Assessment: This project is meeting expectations and the team is constantly seeking feedback to improve the outcomes. I am very impressed with the profit that HHA has been generating from their sewing business.

Concerns and Successes

The following concerns were addressed, and successes celebrated:

Concern – Workplace safety – Several workplace safety issues were identified, including rusted and broken items lying around, broken covers over drainage that could be fallen through, tripping hazards and overflowing rubbish bins. Due to a change of accountant, the monthly hazard check hasn’t been completed. These issues will be fixed by the end of the month and the monthly hazard check will be resumed by the new accountant.

Concern – Sewing students – Three of the students who graduated in 2018 are on a lower income than the other sewing graduates as they don’t want to work outside of their homes. They will be involved in a newly established mentoring program to work to motivate them and increase their confidence.

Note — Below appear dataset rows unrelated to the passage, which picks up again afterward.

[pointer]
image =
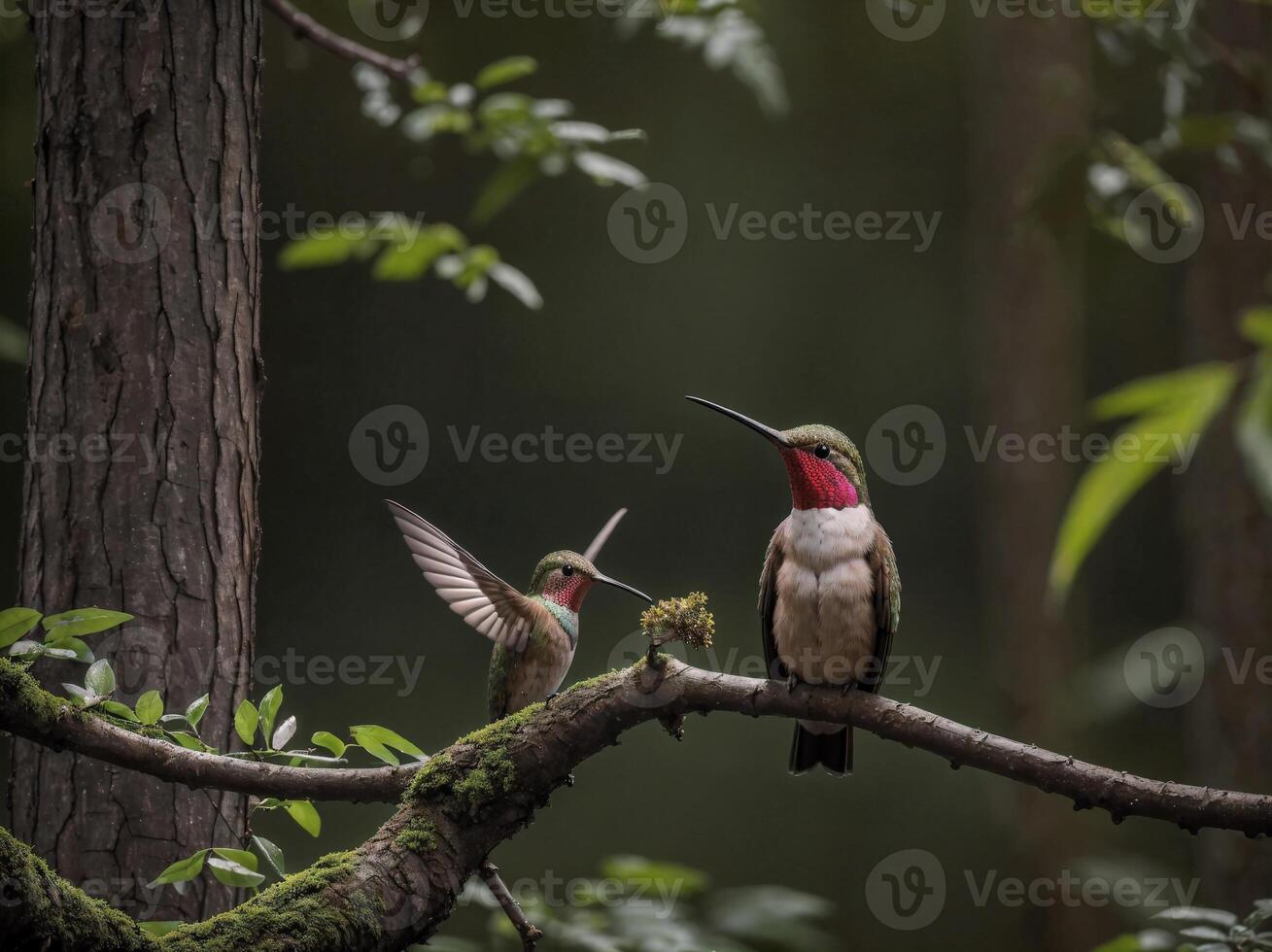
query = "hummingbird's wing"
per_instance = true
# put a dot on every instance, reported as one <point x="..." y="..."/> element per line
<point x="769" y="602"/>
<point x="603" y="535"/>
<point x="883" y="561"/>
<point x="481" y="597"/>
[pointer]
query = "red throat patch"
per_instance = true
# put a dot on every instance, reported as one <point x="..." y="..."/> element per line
<point x="567" y="592"/>
<point x="815" y="483"/>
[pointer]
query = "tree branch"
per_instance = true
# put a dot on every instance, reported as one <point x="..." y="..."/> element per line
<point x="29" y="712"/>
<point x="530" y="934"/>
<point x="398" y="886"/>
<point x="308" y="28"/>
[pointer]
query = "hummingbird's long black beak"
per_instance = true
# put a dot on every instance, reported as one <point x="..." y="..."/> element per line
<point x="614" y="582"/>
<point x="774" y="436"/>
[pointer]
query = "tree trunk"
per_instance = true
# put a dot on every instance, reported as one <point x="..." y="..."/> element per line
<point x="144" y="391"/>
<point x="1227" y="531"/>
<point x="1030" y="114"/>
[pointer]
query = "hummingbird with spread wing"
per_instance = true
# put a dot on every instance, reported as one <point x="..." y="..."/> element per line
<point x="830" y="593"/>
<point x="534" y="633"/>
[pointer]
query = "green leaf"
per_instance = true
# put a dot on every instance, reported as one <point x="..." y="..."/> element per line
<point x="82" y="622"/>
<point x="194" y="712"/>
<point x="304" y="814"/>
<point x="25" y="650"/>
<point x="1255" y="428"/>
<point x="506" y="70"/>
<point x="160" y="927"/>
<point x="13" y="342"/>
<point x="509" y="181"/>
<point x="246" y="721"/>
<point x="410" y="258"/>
<point x="1181" y="413"/>
<point x="272" y="854"/>
<point x="239" y="856"/>
<point x="268" y="709"/>
<point x="325" y="738"/>
<point x="181" y="870"/>
<point x="189" y="741"/>
<point x="16" y="625"/>
<point x="99" y="678"/>
<point x="233" y="873"/>
<point x="75" y="648"/>
<point x="375" y="736"/>
<point x="151" y="708"/>
<point x="121" y="711"/>
<point x="322" y="250"/>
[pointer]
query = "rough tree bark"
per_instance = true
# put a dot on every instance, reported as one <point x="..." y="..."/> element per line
<point x="145" y="371"/>
<point x="1030" y="114"/>
<point x="1227" y="531"/>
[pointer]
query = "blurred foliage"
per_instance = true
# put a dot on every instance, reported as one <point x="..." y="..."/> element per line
<point x="640" y="905"/>
<point x="1198" y="930"/>
<point x="1178" y="406"/>
<point x="532" y="139"/>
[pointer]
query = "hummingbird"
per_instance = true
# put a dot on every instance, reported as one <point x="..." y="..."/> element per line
<point x="830" y="593"/>
<point x="535" y="633"/>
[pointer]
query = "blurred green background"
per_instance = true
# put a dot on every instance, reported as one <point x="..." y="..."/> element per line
<point x="791" y="332"/>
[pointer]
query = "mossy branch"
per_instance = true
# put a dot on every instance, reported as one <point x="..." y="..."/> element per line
<point x="398" y="886"/>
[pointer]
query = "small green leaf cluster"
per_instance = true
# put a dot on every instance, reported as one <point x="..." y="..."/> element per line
<point x="1168" y="411"/>
<point x="1200" y="930"/>
<point x="62" y="637"/>
<point x="679" y="619"/>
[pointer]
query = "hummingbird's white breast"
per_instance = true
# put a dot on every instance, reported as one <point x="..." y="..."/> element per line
<point x="824" y="619"/>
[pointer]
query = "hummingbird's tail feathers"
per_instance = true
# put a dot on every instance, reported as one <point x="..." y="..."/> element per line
<point x="832" y="751"/>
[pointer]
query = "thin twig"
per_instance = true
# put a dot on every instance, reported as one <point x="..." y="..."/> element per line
<point x="530" y="934"/>
<point x="308" y="28"/>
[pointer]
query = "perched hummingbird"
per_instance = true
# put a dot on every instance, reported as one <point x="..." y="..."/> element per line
<point x="830" y="594"/>
<point x="535" y="633"/>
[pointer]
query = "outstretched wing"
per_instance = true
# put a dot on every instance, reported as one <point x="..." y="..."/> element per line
<point x="883" y="561"/>
<point x="481" y="597"/>
<point x="769" y="602"/>
<point x="603" y="535"/>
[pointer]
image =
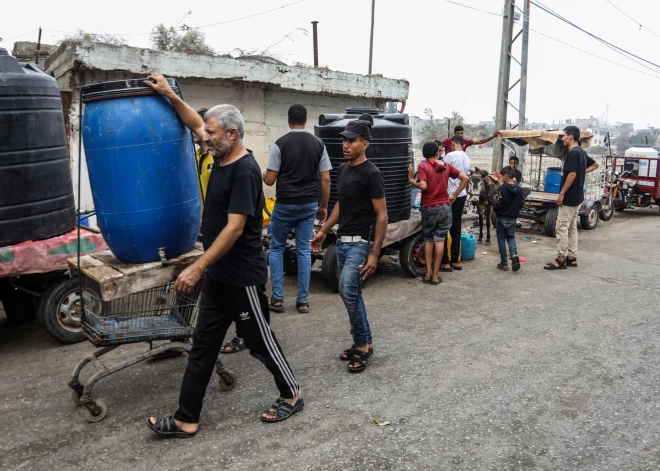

Success – English pass rate – For the past two and a half years, the English language class pass rate has remained consistent at 90%. This is a big achievement for the education team who work hard to improve the curriculum and motivate their students against all odds.

Success – Two additional families moved out of poverty – As a direct result of HHA’s programs, an additional two families have moved out of poverty, bringing the total so far to 19.

Please join us in congratulating our project partner, Human and Hope Association, on their great progress. We are incredibly proud to be supporting this locally-run organisation that is creating sustainable change.